Le conseiller économique de la Maison-Blanche, Kevin Hassett, a qualifié mardi la poussée de l'inflation américaine de « choc énergétique temporaire », tentant ainsi d'apaiser les inquiétudes du marché après que l'IPC global d'avril a bondi de 0,6 % sur un mois, portant le taux annuel à 3,7 %.
« Il s'agit d'un choc énergétique temporaire », a déclaré M. Hassett lors d'un entretien avec Fox Business News, ajoutant que le président Donald Trump est convaincu que le détroit d'Ormuz sera rouvert « bientôt ».
L'indice d'inflation d'avril a dépassé les prévisions du consensus, principalement en raison de la forte augmentation de la composante énergétique. La fermeture prolongée du détroit d'Ormuz, point de passage de plus de 20 % des expéditions mondiales de pétrole, a propulsé les contrats à terme sur le Brent au-dessus de 107 $ le baril, soit une hausse de 3,5 %. En réaction aux données sur l'inflation, l'indice du dollar américain a progressé de 0,37 % à 98,18, tandis que la paire USD/JPY s'est négociée dans une fourchette étroite proche de 157,58.
Alors que la Réserve fédérale devrait largement maintenir ses taux d'intérêt dans leur fourchette actuelle de 3,50 à 3,75 % jusqu'à la fin de l'année, les commentaires de l'administration soulignent qu'elle mise sur une résolution géopolitique rapide pour calmer les pressions sur les prix. Une incapacité à rouvrir rapidement la voie navigable pourrait voir les coûts énergétiques élevés se propager davantage au secteur des services de base, grevant les budgets des ménages et compliquant la trajectoire de la Fed.

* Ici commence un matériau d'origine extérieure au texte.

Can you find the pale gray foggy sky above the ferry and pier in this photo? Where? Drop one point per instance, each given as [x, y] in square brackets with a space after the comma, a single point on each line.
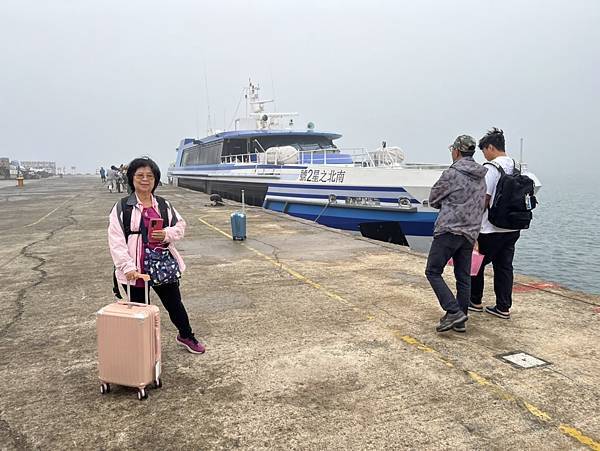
[97, 83]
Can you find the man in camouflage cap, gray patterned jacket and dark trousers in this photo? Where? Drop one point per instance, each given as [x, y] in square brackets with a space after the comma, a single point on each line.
[459, 194]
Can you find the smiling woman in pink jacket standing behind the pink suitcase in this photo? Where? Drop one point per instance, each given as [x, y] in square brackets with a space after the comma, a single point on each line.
[143, 176]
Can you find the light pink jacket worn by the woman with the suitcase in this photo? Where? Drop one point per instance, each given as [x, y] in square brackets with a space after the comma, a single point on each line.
[125, 255]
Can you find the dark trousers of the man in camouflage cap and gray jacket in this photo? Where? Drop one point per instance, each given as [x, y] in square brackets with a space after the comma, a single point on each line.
[460, 249]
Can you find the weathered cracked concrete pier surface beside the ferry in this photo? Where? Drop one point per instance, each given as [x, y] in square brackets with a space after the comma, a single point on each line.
[316, 339]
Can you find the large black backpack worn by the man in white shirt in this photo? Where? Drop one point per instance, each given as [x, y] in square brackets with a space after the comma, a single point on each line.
[514, 200]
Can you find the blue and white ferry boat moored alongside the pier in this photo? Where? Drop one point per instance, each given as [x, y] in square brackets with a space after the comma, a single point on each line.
[304, 174]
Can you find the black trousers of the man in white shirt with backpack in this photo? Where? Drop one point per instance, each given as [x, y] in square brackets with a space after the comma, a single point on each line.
[498, 249]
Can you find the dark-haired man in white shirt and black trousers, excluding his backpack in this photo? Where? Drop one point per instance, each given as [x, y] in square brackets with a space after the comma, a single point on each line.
[497, 244]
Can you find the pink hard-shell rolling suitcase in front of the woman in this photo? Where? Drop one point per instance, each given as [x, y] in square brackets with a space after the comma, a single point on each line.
[129, 345]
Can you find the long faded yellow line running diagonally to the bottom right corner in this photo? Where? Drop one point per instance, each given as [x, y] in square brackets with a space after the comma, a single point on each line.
[492, 387]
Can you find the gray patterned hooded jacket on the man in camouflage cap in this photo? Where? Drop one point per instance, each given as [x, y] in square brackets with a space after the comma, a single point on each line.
[460, 196]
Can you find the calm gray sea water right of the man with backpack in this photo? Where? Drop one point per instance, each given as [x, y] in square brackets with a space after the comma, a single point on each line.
[563, 243]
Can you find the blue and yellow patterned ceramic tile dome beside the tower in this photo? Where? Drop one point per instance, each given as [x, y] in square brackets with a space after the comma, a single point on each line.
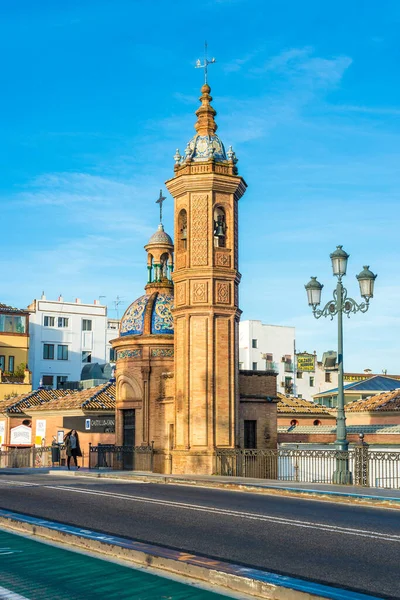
[161, 321]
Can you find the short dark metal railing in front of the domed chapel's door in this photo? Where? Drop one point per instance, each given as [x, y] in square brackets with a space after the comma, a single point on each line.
[119, 458]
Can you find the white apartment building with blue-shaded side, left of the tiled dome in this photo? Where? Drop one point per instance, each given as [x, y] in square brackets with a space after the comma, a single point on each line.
[64, 336]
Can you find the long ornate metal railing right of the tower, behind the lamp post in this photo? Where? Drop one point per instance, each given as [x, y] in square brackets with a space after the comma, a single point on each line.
[369, 468]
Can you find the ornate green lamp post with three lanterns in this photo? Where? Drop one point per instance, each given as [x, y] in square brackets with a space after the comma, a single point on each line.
[339, 306]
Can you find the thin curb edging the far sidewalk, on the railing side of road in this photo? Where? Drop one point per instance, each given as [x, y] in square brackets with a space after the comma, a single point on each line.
[327, 495]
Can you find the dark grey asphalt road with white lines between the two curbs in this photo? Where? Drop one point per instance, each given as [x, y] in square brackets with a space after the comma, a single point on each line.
[348, 546]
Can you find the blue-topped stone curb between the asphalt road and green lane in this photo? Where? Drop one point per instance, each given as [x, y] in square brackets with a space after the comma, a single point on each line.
[257, 583]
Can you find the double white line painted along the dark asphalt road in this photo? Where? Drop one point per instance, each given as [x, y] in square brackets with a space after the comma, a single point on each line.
[223, 512]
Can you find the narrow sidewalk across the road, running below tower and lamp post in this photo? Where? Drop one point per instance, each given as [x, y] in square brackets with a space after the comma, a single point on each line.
[321, 491]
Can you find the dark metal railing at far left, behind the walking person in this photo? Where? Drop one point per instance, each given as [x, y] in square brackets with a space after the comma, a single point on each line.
[40, 457]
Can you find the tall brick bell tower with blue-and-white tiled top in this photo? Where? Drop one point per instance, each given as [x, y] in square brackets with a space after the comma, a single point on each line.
[206, 188]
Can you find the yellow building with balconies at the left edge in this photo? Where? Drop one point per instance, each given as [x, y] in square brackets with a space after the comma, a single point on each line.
[14, 347]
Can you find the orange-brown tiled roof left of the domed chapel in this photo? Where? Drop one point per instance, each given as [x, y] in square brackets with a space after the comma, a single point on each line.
[101, 397]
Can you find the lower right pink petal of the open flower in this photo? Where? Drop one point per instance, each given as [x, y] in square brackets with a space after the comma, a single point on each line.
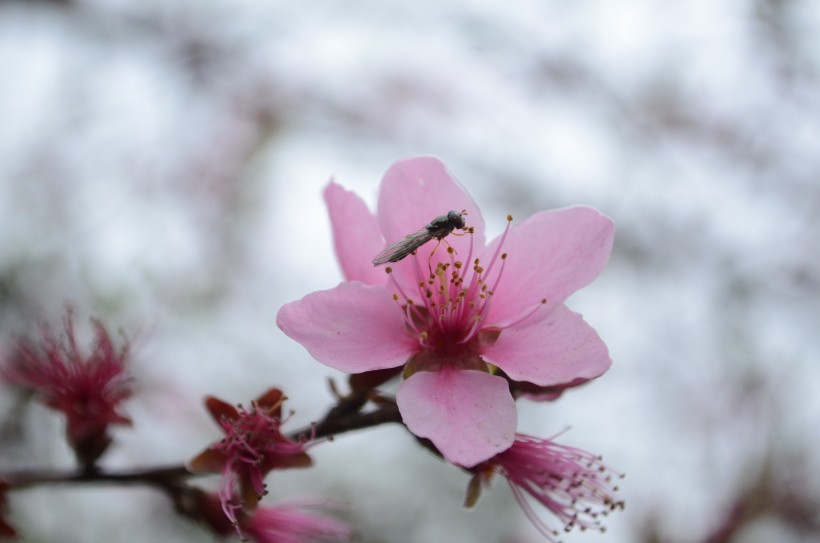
[551, 351]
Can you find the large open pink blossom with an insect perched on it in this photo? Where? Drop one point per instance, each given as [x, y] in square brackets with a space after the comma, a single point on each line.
[456, 318]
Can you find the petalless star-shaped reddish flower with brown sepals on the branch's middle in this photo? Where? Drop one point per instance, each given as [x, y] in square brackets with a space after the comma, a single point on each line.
[253, 446]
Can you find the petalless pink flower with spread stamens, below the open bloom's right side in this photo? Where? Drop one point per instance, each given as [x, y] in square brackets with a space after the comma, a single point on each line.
[574, 485]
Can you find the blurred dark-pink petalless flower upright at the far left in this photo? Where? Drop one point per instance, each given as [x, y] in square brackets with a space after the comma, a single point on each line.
[88, 389]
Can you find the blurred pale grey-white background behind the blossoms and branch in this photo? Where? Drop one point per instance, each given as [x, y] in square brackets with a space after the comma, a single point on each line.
[161, 167]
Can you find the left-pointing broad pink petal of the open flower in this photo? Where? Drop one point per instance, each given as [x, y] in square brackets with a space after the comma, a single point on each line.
[353, 327]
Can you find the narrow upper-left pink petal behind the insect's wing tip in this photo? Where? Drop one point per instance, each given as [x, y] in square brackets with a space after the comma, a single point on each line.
[356, 235]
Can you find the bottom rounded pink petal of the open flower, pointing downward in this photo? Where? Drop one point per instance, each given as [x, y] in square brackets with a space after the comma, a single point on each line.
[469, 415]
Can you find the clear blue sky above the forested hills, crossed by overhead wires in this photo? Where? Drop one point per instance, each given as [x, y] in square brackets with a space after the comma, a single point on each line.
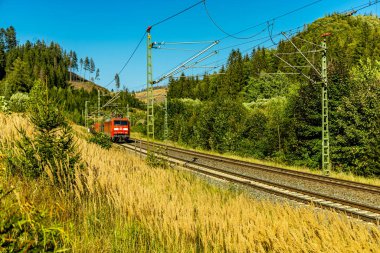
[108, 31]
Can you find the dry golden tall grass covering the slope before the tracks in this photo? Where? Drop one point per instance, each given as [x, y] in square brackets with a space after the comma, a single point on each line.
[122, 205]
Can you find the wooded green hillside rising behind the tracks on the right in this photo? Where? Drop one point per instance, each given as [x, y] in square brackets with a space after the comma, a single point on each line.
[278, 116]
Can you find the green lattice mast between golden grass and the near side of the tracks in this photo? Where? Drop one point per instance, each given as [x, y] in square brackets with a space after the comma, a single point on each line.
[149, 89]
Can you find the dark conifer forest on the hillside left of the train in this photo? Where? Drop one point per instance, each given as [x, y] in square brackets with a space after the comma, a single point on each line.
[21, 66]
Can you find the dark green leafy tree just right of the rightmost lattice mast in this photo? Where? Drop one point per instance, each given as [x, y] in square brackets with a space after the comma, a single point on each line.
[358, 123]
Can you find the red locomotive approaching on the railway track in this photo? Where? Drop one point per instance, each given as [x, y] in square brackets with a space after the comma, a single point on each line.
[118, 129]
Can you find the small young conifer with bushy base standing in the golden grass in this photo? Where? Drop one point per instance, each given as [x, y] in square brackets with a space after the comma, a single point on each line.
[53, 145]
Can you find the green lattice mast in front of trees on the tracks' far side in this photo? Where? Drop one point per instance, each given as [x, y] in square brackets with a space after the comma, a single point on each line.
[325, 115]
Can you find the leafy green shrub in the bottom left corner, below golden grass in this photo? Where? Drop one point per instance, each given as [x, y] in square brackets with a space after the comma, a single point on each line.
[23, 228]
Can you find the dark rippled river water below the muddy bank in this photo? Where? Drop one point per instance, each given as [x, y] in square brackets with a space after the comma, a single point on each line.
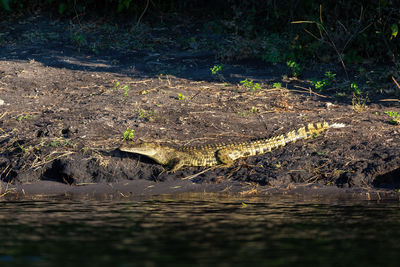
[198, 231]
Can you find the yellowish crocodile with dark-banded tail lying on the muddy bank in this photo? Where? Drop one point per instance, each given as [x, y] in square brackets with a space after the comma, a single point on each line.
[221, 154]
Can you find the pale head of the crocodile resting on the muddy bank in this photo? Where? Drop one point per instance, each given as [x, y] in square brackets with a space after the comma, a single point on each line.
[159, 153]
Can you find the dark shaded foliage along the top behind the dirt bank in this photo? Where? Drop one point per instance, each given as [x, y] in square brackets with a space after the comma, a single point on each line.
[350, 30]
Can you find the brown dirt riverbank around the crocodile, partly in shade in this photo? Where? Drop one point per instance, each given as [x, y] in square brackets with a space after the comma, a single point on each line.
[64, 106]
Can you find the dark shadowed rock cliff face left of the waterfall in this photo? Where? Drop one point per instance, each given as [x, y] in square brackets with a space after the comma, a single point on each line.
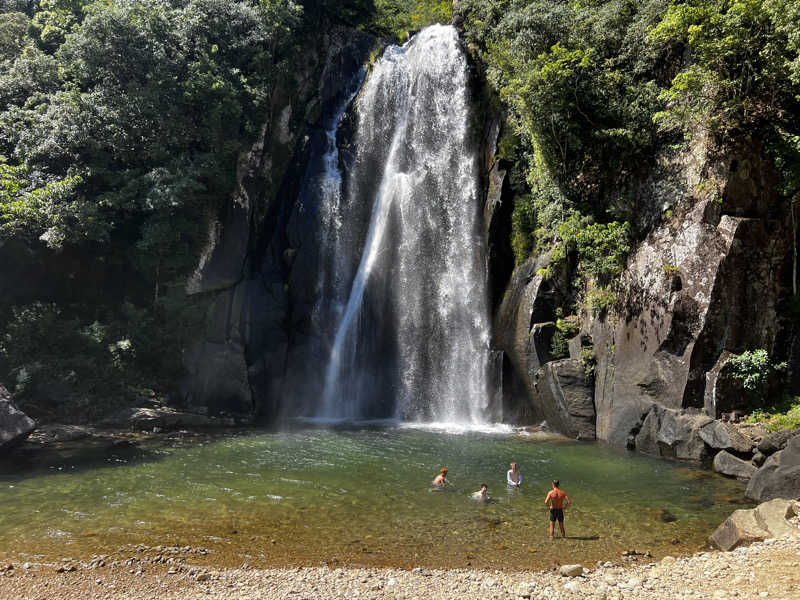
[258, 268]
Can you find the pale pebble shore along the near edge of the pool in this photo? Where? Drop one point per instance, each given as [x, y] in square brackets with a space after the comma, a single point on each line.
[769, 569]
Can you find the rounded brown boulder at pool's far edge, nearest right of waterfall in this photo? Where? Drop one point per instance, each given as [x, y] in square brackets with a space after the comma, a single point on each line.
[565, 398]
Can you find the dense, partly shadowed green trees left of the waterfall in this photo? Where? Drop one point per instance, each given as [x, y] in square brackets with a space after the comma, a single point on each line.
[121, 122]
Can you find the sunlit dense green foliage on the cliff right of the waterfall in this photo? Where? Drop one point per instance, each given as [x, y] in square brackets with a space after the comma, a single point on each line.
[597, 88]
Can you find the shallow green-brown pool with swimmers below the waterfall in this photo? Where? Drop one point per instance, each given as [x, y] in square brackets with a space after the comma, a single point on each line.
[357, 496]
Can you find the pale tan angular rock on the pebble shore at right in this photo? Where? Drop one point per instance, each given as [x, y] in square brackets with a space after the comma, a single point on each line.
[768, 520]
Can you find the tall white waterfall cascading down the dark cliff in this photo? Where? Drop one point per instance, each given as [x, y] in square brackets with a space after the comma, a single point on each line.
[412, 336]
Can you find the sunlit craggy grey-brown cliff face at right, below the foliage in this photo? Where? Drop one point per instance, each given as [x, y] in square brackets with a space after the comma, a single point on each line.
[687, 297]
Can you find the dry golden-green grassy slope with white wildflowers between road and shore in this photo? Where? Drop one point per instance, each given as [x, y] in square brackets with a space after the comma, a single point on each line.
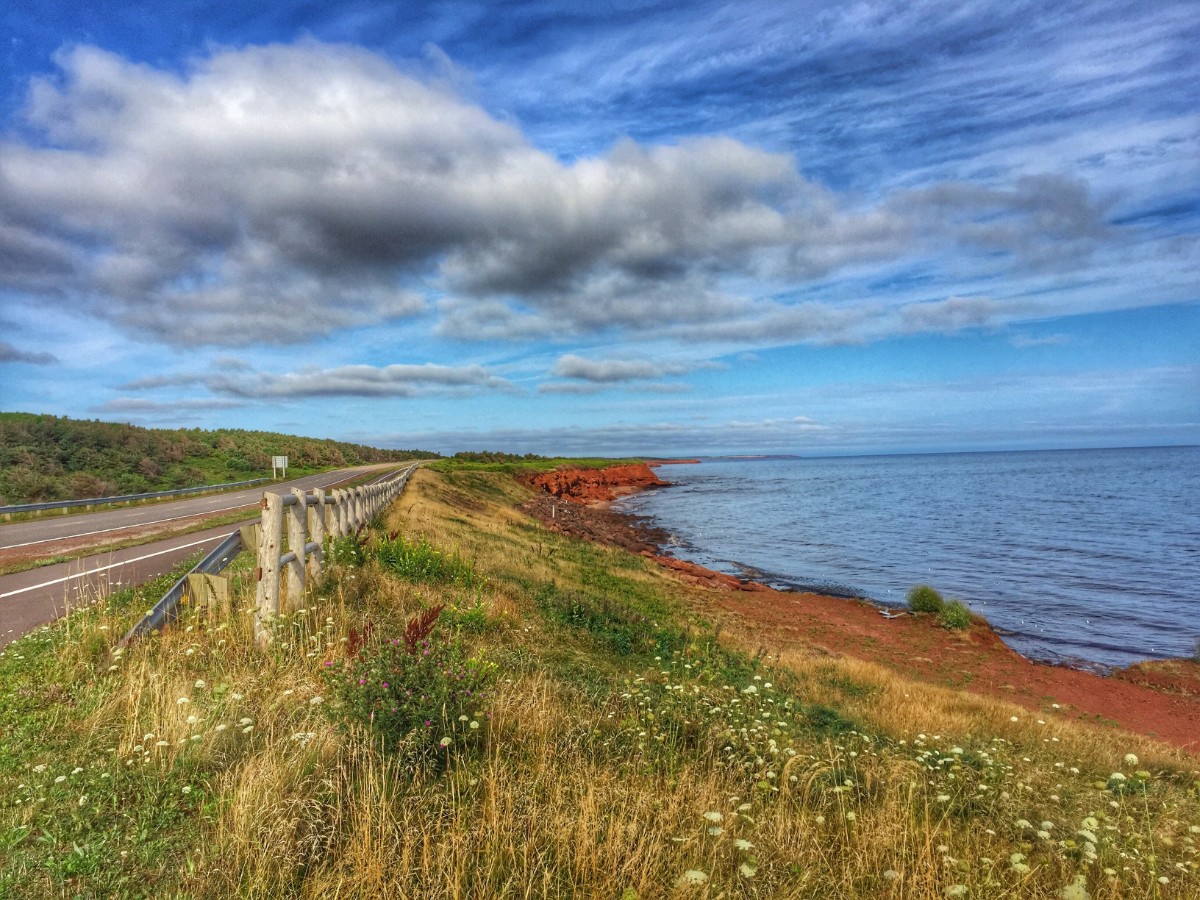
[568, 725]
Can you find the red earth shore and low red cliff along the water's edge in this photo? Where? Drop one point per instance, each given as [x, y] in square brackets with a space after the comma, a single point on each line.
[1161, 700]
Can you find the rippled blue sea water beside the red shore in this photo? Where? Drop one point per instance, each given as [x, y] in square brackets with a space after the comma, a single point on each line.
[1082, 556]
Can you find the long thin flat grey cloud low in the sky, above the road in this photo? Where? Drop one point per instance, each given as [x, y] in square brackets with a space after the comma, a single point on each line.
[359, 381]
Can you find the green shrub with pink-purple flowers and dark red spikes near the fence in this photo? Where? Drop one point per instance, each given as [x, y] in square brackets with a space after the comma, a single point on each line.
[416, 691]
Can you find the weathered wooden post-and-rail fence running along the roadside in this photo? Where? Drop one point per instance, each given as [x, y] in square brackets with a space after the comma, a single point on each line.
[307, 520]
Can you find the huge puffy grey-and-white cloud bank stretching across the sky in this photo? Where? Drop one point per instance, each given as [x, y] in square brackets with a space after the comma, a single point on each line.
[275, 194]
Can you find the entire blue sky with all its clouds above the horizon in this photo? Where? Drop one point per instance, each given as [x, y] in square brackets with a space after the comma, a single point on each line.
[626, 229]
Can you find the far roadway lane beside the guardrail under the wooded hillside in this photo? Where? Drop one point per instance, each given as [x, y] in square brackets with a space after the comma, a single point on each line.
[52, 529]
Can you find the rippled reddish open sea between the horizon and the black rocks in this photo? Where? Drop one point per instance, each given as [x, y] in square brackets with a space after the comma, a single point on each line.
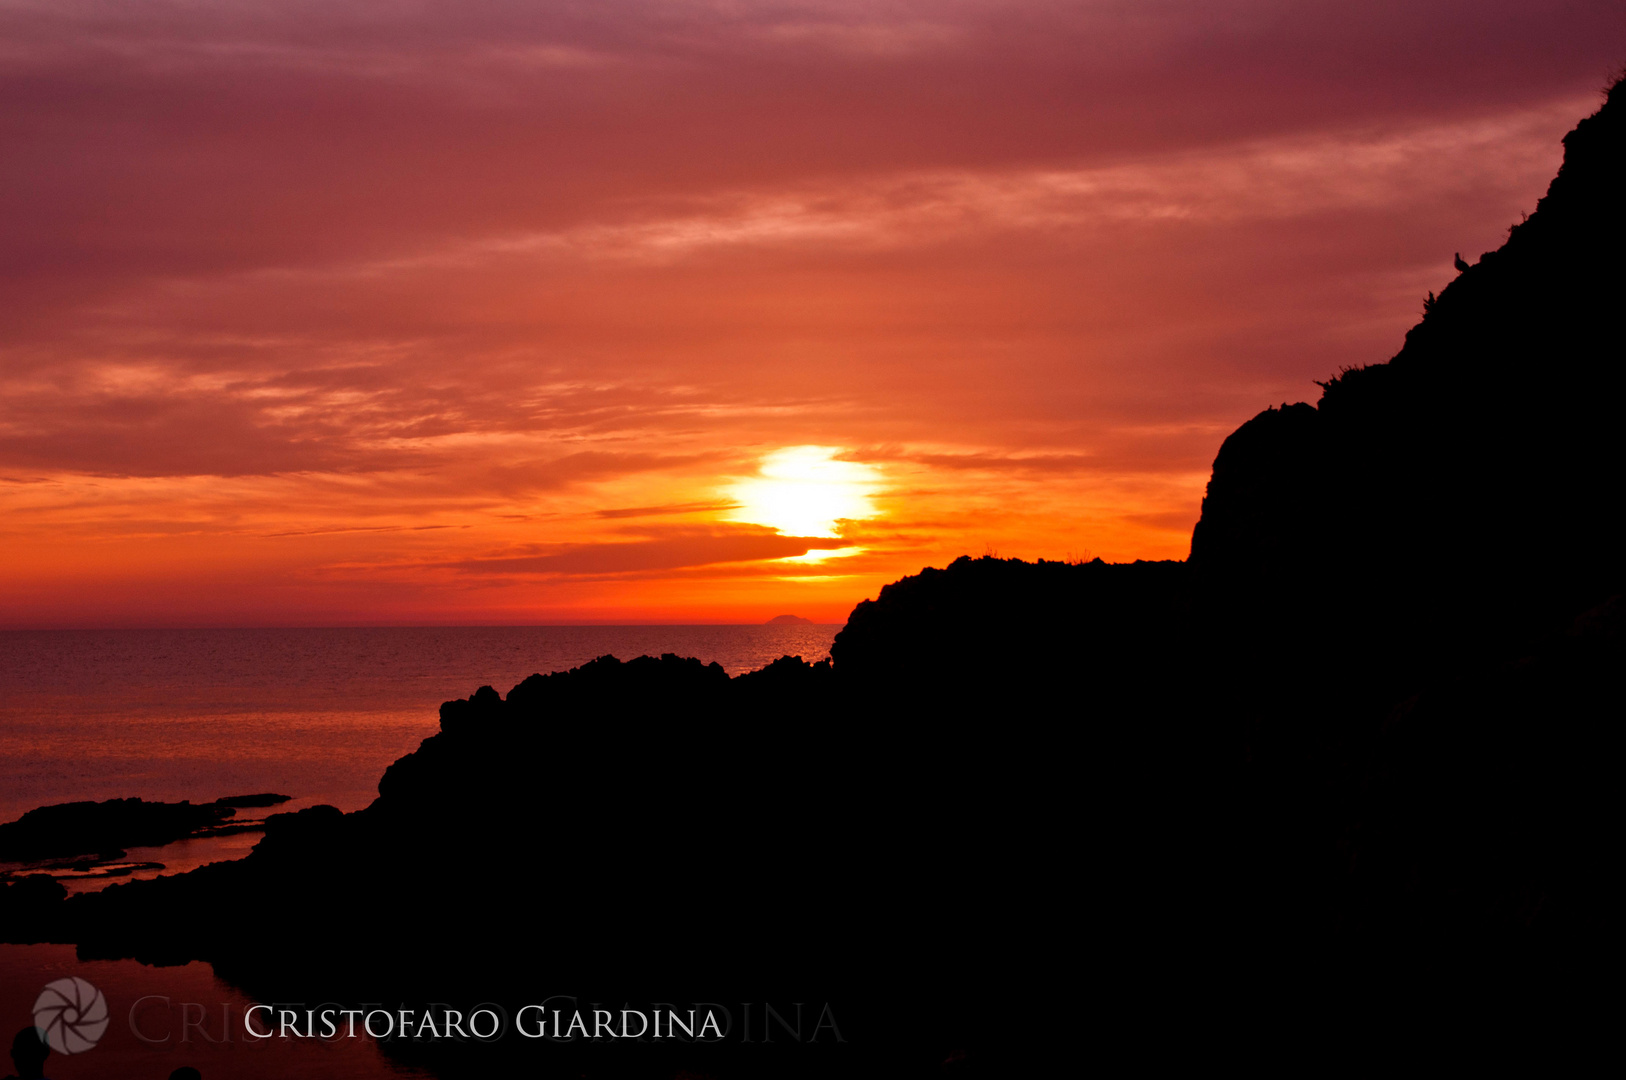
[311, 713]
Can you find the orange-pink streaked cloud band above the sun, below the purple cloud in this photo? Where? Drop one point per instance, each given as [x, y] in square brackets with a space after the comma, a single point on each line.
[980, 255]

L'effort de l'administration pour présenter le problème comme transitoire intervient alors que les consommateurs montrent des signes de faiblesse. L'indice de confiance des consommateurs de l'Université du Michigan est récemment tombé à un niveau record de 48,2, les ménages invoquant le poids de la hausse des prix. Cette bifurcation économique, où les détenteurs d'actions profitent des gains du marché tandis que les consommateurs à faible revenu luttent contre l'inflation, représente un vent contraire important. Les données montrent que la croissance des dépenses depuis 2023 a été démesurément tirée par les ménages à hauts revenus, une tendance sensible aux performances du marché et qui pourrait être compromise par une inflation persistante.
La dernière perturbation majeure dans le détroit d'Ormuz en 2019 avait vu les prix du pétrole bondir de plus de 15 % en une seule journée, démontrant la sensibilité du marché à la stabilité de la région. Bien que la mesure d'inflation préférée de la Fed, l'indice PCE de base, soit restée supérieure à son objectif de 2 % pendant des années, une flambée prolongée des prix de l'énergie pourrait forcer la banque centrale à une réévaluation plus « faucon » plus tard cette année.